Maffezini decision had some distinct characteristic on the approach to the case. First of all, tribunal thought since dispute resolution was a subject matter that needed to be resolved, MFN clause must be interpreted in accordance to principle of ejusdem generis. This means that “MFN clause can be capable of attracting “more favorable treatment available in other treaties only in regards of the same ‘subject matter’ the ‘same category of matter’ or the same ‘class of matter’”.
Secondly, according to Schill, “Maffezini v. Spain is characterized by an issueoriented style of reasoning that abstracts from the individual parties to the proceedings.” Schill compared the two decisions (i.e. Plama v. Bulgaria and Maffezini v. Spain) and said Plama Decision was more focused on private law and excluded the principles of public international law.

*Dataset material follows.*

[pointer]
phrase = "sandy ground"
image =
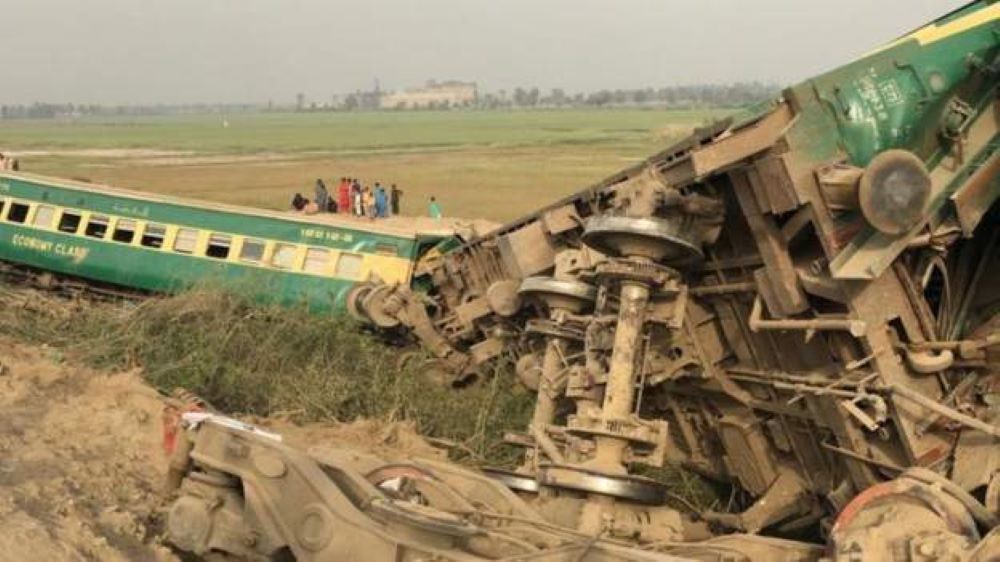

As one can see, case is multileveled and approaches are different in both cases.
Lastly and the most important aspect of the decision is broadening the MFN clause’s scope and provides parties to pursue arbitration. Although arbitration is getting popular by time, in investment arbitration, Maffezini decision has enlarged the perspective on MFN clauses applied to dispute resolution.
Ataman-Figanmeşe, İnci (2011), “The Impact of the Maffezini Decision on the Interpretation of MFN Clauses in Investment Treaties”, Ankara Law Review, pp.221-237, p.225. Stefan Schill, Maffezini V. Plama: Reflections On the Jurisprudential Schism in The Application of Most-Favored-Nation Clauses To Matters Of Dispute Settlement, ACIL Research Paper 2017-11, Available At SSRN, p. 9.